Under his own power, Thunder Blitz had edged to within a half-length of the front heading into the turn. With Talk Is Money challenging four-wide and Papa M and M looming just behind, Thunder Blitz threatening to cut the corner. Prado made the decision to go for it, nudging his mount to the flank of Tour of the Cat on the rail side.
Entering the stretch, Prado reached back and cracked Thunder Blitz left-handed...and it was over. The colt drew away from his rivals and straight into Derby contention, completing the 1 1/8 miles in 1:48.23. Tour of the Cat held for second while Talk Is Money nabbed third. Outofthebox, the 3-5 favorite following a runner-up finish in the Florida Derby (gr. I), grabbed a quarter during the race, tearing a large gash in his right hind foot and finishing a well-beaten fifth.
For his part, it was not likely that Brunetti relished presenting the $150,000 winner's share for his marquee race to Stronach, the chairman of Gulfstream's parent Magna Entertainment Corp. and his biggest rival as owner of Gulfstream. As he retreated to his office, Brunetti quipped, "I wonder if (Stronach) will take an IOU."

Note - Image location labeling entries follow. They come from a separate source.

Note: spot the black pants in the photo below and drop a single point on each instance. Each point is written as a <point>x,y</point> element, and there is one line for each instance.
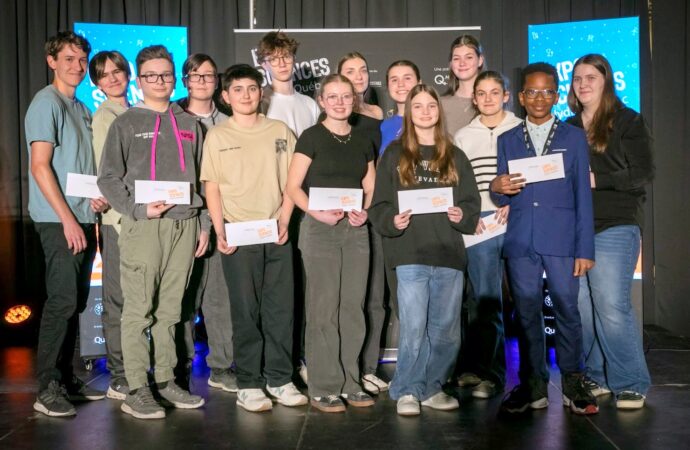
<point>112,303</point>
<point>67,285</point>
<point>260,284</point>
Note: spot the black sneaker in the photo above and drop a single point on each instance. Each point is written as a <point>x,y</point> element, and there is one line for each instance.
<point>118,389</point>
<point>52,401</point>
<point>79,391</point>
<point>522,397</point>
<point>328,403</point>
<point>595,388</point>
<point>576,396</point>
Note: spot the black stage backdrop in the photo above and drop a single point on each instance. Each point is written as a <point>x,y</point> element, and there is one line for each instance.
<point>26,24</point>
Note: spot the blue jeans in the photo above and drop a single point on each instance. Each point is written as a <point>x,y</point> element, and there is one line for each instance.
<point>484,344</point>
<point>611,337</point>
<point>429,301</point>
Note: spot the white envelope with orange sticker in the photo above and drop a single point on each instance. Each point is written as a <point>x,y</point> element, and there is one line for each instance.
<point>323,199</point>
<point>539,168</point>
<point>251,232</point>
<point>172,192</point>
<point>425,201</point>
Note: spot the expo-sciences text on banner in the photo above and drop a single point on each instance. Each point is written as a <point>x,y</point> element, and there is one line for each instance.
<point>561,44</point>
<point>129,40</point>
<point>321,49</point>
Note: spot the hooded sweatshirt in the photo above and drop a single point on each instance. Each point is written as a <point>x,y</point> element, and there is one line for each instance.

Outofthebox's disappointment made it an exceedingly long day for owners Richard, Bert, and Elaine Klein. Their hopes of a Hialeah stakes double was quashed 30 minutes before the Flamingo when Hidden Assets, their even-money favorite in the $100,000 Poinciana Breeders' Cup Handicap, was upset by Ralph Evans' 4-year-old filly March Magic.
"I hope I don't have to see this place again," said Richard Klein, rushing to catch the first plane back home to Louisville.